Forchheimer Schach-Experte veröffentlicht Buch

28.3.2013, 10:00 Uhr
Forchheimer Schach-Experte veröffentlicht Buch

© Güldner

„Seit 60 Jahren hat es mir keine Ruhe gelassen. Ständig hat diese eine Fernschach-Partie in meinem Kopf herumgespukt. Es war ein Duell auf des Messers Schneide.“ Hätte das Remis vermieden werden können? Hätte man bessere Züge finden können? Und falls ja, wie? Hans Jörg Matheiowetz wollte es dann Mitte der 50er Jahre, als er nach studienbedingten Intermezzi beim SC 1868 Bamberg und der SG Freiburg, noch bei der Schachgruppe von Siemens Erlangen auf Königsjagd ging, ganz genau wissen. Jahrzehntelang kam ihm jedoch sein Beruf dazwischen, so dass erst der Ruhestand die zeitlichen Quellen sprudeln ließ.

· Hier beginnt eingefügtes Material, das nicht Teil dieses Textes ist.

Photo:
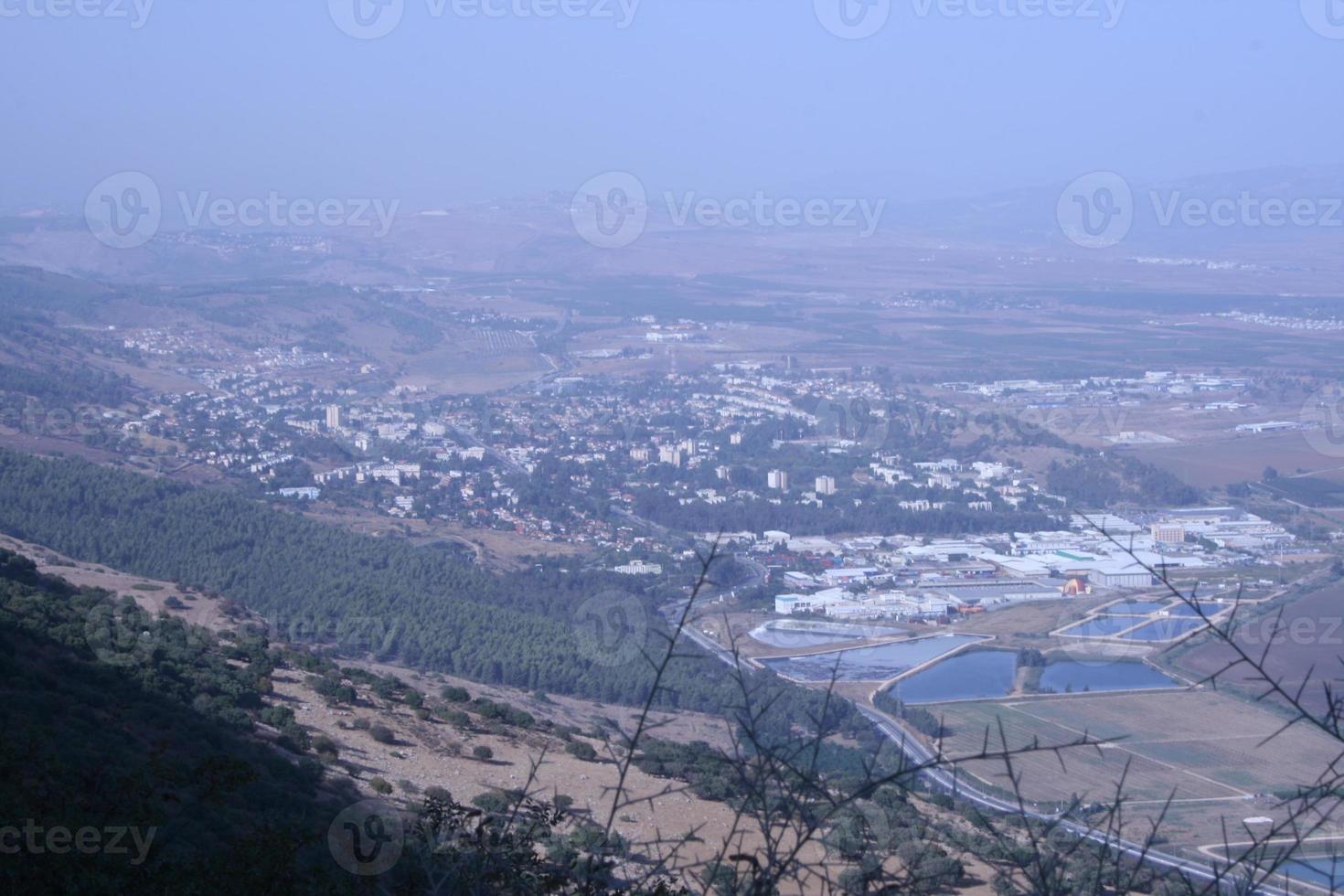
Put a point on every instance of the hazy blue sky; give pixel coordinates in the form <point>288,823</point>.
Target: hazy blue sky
<point>729,96</point>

Dann widmete er sich der Mammutaufgabe aber umso intensiver und konnte dabei auch eigene Analysen, die er seit Anfang der 1970er Jahre angestellt hatte, einfließen lassen. „Ich will beweisen, dass Schach in allen Phasen ein logisches Spiel ist.“

Aus Ärger über Analysen in der Schachliteratur, die häufig wissenschaftlichen Standards nicht genügen, die Vieles ungeprüft übernommen und Falsches nicht korrigiert haben, hat er vor zwölf Jahren damit begonnen, Material zu sammeln und zu sichten. „Das war deutlich schwieriger als zuerst gedacht. Deshalb hat sich die Recherche auch so lange hingezogen.“

So fehlt bei vielen Partien oder Fragmenten der Hinweis, in welchem Turnier sie vorkamen. Auch die Begleitumstände, warum es zu diesen Wettkämpfen gekommen sei, warum ein Spieler unbedingt auf Sieg zu spielen hatte, und andere historische und psychologische Fußnoten kommen bei Hans Jörg Matheiowetz zur Sprache. Der hat sein umfassendes Werk übrigens ohne Internet-Recherchen geschrieben.

Der Weg in die Bibliotheken und Archive hat zugleich etwas rührend Altmodisches, schärft aber zugleich den Blick für das Wesentliche. Die Hinwendung zum Gedruckten ermöglicht eine umsichtige Prüfung, exaktes Arbeiten und die nötige Konzentration. „Ich wollte nicht abgelenkt werden.“

Die eigentliche Leistung besteht darin, dass der langjährige Schach-Praktiker allen Vorgängen auf dem Schachbrett, sei es Eröffnung, Mittel- oder Endspiel gerecht werden wollte. „Ich habe immer nach dem Schlüssel in jeder Partie gesucht. Was die objektiv besten Züge sind.“ Prägnante Beispiele hochklassiger Meister, „in denen es um Alles oder Nichts geht“, erläutert der Autor. Denn mit jedem Zug verändert sich die Kraft der Steine, was mit rationalem Denken und nicht mit praktischer Erfahrung begründet werden soll. Die systematische Argumentation mündet in geradezu mathematische Genauigkeit, so wenn er den Wert der Figuren in verschiedenen Konstellationen errechnet. Vor zwei Jahren hat Hans Jörg Matheiowetz, der 1948 beim Schachklub Hirschaid mit dem Königlichen Spiel in Berührung kam, und der danach bis 1977 den Schachabteilungen des VfB Forchheim und der SpVgg Jahn Forchheim angehörte, die Figuren endgültig in die Schachtel geräumt.

„Die Kondition macht vier- bis sechsstündige Partien nicht mehr mit.“ Ausgerechnet als er mit seinem Opus magnum die Grundlagen für die objektive Einschätzung von Schachstellungen vorgelegt hat, und er selbst daraus hätte Nutzen ziehen können. „Dann sollen andere davon profitieren, vor allem die Jugend.“

Hans Jörg Matheiowetz: Schachanalytik. Hollfeld: Joachim Beyer Verlag 2012. 348 Seiten, 317 Diagramme, gebunden, 59 Euro.